With `Out of the Ashes' David Lammy has risen like a Phoenix from the flames in my estimations. Which is not to say I thought he was particularly bad before - it's just I didn't think he was particularly anything apart from not being the British Barack. I knew he'd been a relatively young and precocious MP, that he'd held various government positions under Blair and Brown, and that he was generally well meaning and well liked.
But given that I have never voted Labour, and under `Two Nose Jobs' Miliband probably never will, Lammy hasn't really loomed large on my political radar. However, having come across `Out of the Ashes', and enjoyed it very much - in fact, I found myself nodding and grunting in agreement on the tube every morning this week - I'll be keeping a close eye on Lammy from now on.
The thing is, while Obama's autobiographical treatise reads a bit like the kind of soaring rhetorical wet dream Aaron Sorkin would have had while writing The West Wing, Lammy keeps things simple and sensible. Sure, the book is part autobiography, part manifesto. But as the MP for the same Tottenham constituency where he grew up, Lammy brings an authenticity and a genuine sense of compassion to what could otherwise have been a standard bit of post-riots lefty hand-wringing from Guardian Books.
Lammy talks about tackling the root causes of the riots, not just the symptoms, but you get the real sense that he means it - that this isn't just another politician spouting off with idealistic, unachievable platitudes. Lammy's upbringing in Thatcher's 80s, with proud working parents who were hit hard by the recession (his father turned to drink and then emigrated to the US, leaving Lammy's mother to raise three boys on her own) gives him a keen insight into some of the challenges facing families in Tottenham today - essentially, low paid jobs, absent fathers and no stake in society. And his response is pleasingly robust: he chides previous Labour governments for trying to provide statist solutions ("we have ended up nationalising society rather than bolstering it") and instead urges government to focus on improving the resilience of our society by bolstering its foundations ("rather than try to replace society, government should seek to reinforce society in everything that it does. This should be the golden thread running through its attitude to families, communities, workplaces, our justice system, taxation, immigration rules and the welfare state.")

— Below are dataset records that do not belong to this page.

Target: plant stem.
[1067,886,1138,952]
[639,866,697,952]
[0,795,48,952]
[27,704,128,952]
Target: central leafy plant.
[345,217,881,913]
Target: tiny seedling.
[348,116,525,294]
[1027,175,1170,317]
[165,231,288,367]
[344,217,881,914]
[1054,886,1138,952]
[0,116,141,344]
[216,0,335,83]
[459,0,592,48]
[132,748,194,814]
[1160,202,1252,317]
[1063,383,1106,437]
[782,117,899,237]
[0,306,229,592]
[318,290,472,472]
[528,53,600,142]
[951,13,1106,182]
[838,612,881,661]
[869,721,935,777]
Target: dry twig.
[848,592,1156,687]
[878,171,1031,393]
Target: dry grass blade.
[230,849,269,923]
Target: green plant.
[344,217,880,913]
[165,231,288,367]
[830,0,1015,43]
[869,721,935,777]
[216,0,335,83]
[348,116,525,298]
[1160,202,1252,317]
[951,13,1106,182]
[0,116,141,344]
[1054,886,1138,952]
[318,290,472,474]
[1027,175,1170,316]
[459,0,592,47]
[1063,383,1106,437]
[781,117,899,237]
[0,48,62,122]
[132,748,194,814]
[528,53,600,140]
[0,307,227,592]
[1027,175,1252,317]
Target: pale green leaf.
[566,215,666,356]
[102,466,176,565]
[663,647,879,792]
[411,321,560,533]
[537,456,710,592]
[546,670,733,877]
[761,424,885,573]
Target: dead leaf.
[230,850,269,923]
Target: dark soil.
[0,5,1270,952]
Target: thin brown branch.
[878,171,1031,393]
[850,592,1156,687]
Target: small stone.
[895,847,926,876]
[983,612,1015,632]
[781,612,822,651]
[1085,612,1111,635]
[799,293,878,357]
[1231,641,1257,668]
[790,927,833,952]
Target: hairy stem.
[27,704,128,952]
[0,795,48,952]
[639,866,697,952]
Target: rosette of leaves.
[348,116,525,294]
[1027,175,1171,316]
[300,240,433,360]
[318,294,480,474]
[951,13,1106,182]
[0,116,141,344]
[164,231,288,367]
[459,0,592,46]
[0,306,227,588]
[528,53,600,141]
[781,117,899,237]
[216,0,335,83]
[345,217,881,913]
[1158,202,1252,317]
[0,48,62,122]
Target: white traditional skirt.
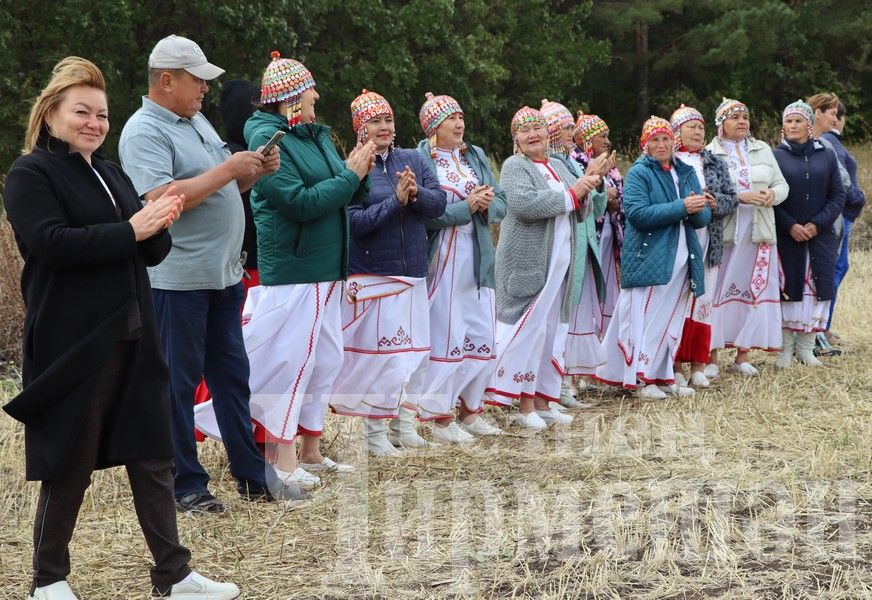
[488,214,572,406]
[596,225,692,389]
[675,227,719,364]
[597,215,621,339]
[194,281,343,443]
[711,204,781,351]
[418,227,496,420]
[564,256,606,375]
[781,250,831,333]
[330,275,430,419]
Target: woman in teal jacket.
[596,117,711,398]
[243,52,374,487]
[418,93,506,443]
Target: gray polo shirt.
[118,97,245,290]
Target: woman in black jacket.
[4,57,239,600]
[775,100,845,368]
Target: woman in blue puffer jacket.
[596,116,711,398]
[332,90,445,456]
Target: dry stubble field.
[0,146,872,600]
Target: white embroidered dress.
[711,138,781,350]
[419,148,496,420]
[488,161,575,406]
[596,169,692,389]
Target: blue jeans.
[827,219,854,331]
[153,283,271,499]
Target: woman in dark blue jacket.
[332,90,445,456]
[775,100,845,368]
[596,117,711,398]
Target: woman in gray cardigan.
[489,106,602,429]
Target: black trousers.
[31,341,191,593]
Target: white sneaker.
[27,581,78,600]
[152,571,239,600]
[657,383,696,398]
[388,406,430,448]
[702,363,721,381]
[636,383,666,400]
[560,380,578,408]
[730,363,760,377]
[690,371,711,388]
[300,456,354,473]
[273,466,321,490]
[515,410,548,430]
[432,421,475,444]
[536,402,575,425]
[460,415,503,436]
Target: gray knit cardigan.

In my work with a British health charity called Merlin, we are constantly trying to find solutions for societies in need - often these are countries with chronic levels of poverty which have been hit by some sort of additional disaster (earthquake, famine, conflict). At the other end of the scale, by drawing attention to Britain's chronically materialist, hyper-individualist `my rights' culture, and its devastating impact on the family unit, Lammy shows that disasters like the riots will continue to strike our society in the future unless politics becomes more practical and purposeful.
I kind of hope Lammy can emerge from Tottenham's ashes and do something about it.